Grapevine Faith Christian School (GFCS) is a private Christian school in Grapevine, Texas, United States. It was established in the year 1999 and moved into the former Grapevine Middle School building in 2001. It currently has about 850 students from grades Pre-kindergarten to 12th.

== History ==
The first year of Grapevine Faith Christian School was in 1999 at Grapevine Baptist Church with around 300 students. In 2001, the school moved into the former campus of Grapevine Middle School on Worth Street. Then, in 2010, the Dallas Road high school campus was completed, which hosted grades 9-12. In 2014, a tunnel going under the railroad tracks was completed, allowing safe travel between the 2 campuses. 2 years later, the school redid its old football field and track to improve for sporting events. In 2023, a new high school baseball field was built on the Dallas Road campus.

==Athletics==
GFCS participates as a member of TAPPS. Their Athletic teams are nicknamed The Lions. In December 2016, the varsity Lions football team claimed the state TAPPS title.

===One Heart Bowl===
GFCS previously maintained a "rivalry" with the Gainesville State School, a Texas Juvenile Justice Department maximum-security juvenile detention facility. (The "rivalry" was, from a competition standpoint, one-sided as FCS has won all of the matchups.)

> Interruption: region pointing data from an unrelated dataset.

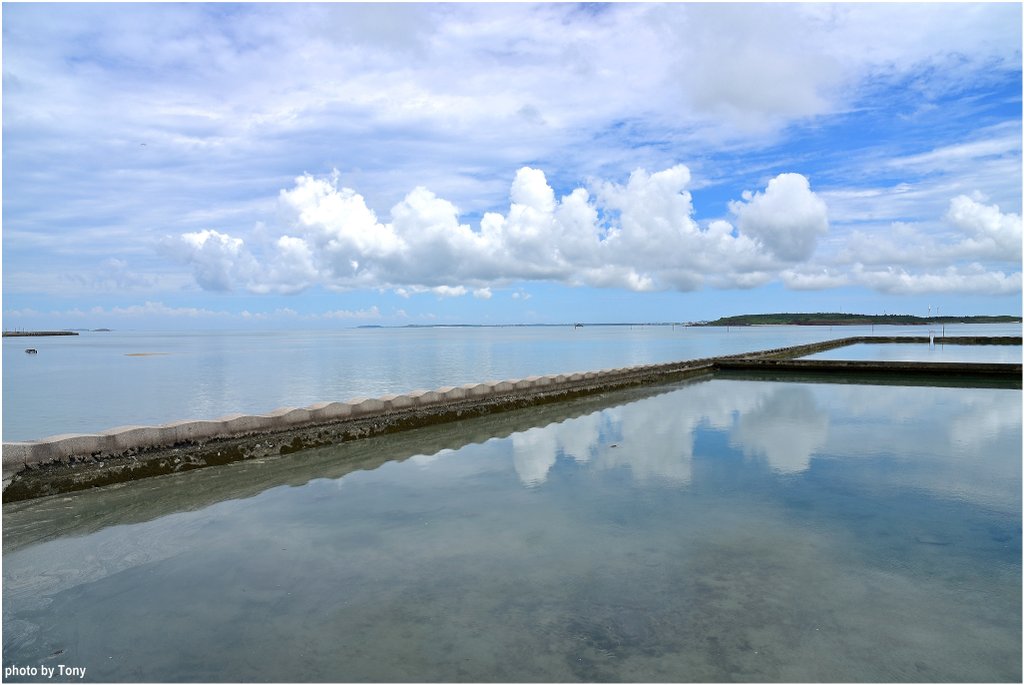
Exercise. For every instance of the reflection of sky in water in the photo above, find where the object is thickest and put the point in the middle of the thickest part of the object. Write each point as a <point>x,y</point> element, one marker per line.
<point>923,352</point>
<point>729,529</point>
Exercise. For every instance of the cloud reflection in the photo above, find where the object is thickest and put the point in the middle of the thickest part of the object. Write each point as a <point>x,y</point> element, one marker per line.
<point>953,440</point>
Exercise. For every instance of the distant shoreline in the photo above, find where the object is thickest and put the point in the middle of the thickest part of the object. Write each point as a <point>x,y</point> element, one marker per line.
<point>833,318</point>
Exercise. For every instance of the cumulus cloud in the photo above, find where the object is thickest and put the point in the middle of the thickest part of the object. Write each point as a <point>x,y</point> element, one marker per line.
<point>989,232</point>
<point>786,218</point>
<point>640,236</point>
<point>218,260</point>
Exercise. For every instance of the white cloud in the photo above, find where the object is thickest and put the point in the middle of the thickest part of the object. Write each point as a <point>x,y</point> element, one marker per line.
<point>640,236</point>
<point>787,217</point>
<point>218,260</point>
<point>991,233</point>
<point>972,279</point>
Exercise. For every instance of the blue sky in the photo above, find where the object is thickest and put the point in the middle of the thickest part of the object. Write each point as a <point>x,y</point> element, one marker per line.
<point>333,165</point>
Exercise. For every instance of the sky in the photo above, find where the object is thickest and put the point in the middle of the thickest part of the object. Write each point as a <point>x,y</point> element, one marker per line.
<point>252,165</point>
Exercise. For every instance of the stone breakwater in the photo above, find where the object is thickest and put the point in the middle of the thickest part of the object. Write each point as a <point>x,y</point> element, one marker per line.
<point>70,462</point>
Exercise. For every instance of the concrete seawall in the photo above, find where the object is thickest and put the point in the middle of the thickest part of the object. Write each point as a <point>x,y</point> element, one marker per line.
<point>68,462</point>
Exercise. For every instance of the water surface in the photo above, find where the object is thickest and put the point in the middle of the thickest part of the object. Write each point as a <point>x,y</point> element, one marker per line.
<point>725,529</point>
<point>97,381</point>
<point>924,352</point>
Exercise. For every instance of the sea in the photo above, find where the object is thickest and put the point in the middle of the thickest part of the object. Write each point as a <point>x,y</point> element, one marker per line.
<point>100,380</point>
<point>728,528</point>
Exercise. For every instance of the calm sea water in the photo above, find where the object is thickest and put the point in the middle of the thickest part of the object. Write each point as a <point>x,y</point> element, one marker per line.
<point>730,529</point>
<point>97,381</point>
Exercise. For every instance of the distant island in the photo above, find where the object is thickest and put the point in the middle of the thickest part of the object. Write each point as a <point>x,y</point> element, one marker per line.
<point>834,318</point>
<point>30,334</point>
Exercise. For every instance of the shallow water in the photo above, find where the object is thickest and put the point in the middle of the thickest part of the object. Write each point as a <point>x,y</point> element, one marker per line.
<point>97,381</point>
<point>724,529</point>
<point>924,352</point>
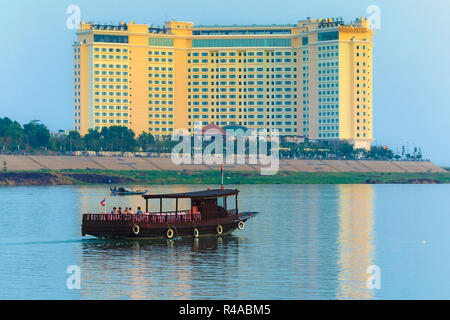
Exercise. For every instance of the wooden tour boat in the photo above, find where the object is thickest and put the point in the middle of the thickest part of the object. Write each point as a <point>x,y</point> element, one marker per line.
<point>121,191</point>
<point>212,212</point>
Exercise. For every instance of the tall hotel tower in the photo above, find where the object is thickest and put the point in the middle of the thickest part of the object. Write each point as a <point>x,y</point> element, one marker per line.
<point>313,79</point>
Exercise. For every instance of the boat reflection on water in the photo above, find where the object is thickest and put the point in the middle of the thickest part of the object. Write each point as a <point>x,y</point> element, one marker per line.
<point>157,269</point>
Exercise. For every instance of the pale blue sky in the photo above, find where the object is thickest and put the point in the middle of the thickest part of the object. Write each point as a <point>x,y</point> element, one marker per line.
<point>411,56</point>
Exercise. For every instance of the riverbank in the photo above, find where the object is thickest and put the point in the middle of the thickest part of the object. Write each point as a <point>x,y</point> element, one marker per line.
<point>125,177</point>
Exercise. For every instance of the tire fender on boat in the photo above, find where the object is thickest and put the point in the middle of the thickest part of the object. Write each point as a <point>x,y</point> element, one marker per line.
<point>170,233</point>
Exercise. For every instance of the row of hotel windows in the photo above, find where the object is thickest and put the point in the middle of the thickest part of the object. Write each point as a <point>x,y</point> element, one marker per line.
<point>243,69</point>
<point>245,76</point>
<point>233,54</point>
<point>163,53</point>
<point>244,110</point>
<point>117,87</point>
<point>278,60</point>
<point>105,93</point>
<point>110,50</point>
<point>97,107</point>
<point>250,123</point>
<point>111,114</point>
<point>250,96</point>
<point>117,121</point>
<point>111,100</point>
<point>162,68</point>
<point>233,116</point>
<point>111,80</point>
<point>110,57</point>
<point>250,103</point>
<point>110,66</point>
<point>160,60</point>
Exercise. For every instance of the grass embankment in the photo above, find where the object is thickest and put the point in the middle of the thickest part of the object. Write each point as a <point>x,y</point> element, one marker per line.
<point>212,177</point>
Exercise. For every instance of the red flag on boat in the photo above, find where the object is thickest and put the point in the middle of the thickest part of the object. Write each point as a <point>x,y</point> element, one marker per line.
<point>221,172</point>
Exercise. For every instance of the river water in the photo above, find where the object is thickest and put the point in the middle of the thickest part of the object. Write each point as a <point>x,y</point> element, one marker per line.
<point>309,242</point>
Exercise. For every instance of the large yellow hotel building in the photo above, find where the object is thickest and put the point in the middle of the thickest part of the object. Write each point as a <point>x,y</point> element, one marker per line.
<point>312,79</point>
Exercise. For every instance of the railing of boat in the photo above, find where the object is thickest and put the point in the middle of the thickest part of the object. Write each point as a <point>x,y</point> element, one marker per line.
<point>163,217</point>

The rivalry began when GFCS and Gainesville State were placed in the same district in 2008 for athletic competition.

After learning about how the Gainesville State program operated (the team plays all its games on the road, has no fan base outside of its coaches and the guards assigned to escort the team each week, and the roster - where players are identified only by their first name and first initial of their last name - is subject to significant turnover due to players being released from custody or removed from the team for disciplinary action), GFCS head football coach/athletic director Kris Hogan sent an unusual request to the team's fans - he asked them to form a spirit line and cheer for the Gainesville State players in their upcoming game. The game made national headlines.

The teams played again in district competition in 2009 (now renamed "One Heart Bowl"); the game featured (then) Cowboys coach Wade Phillips in attendance.

Gainesville State and GFCS were moved into different districts in 2010; however, GFCS and Gainesville State continued the annual football game. until Gainesville State elected to play six-man football instead.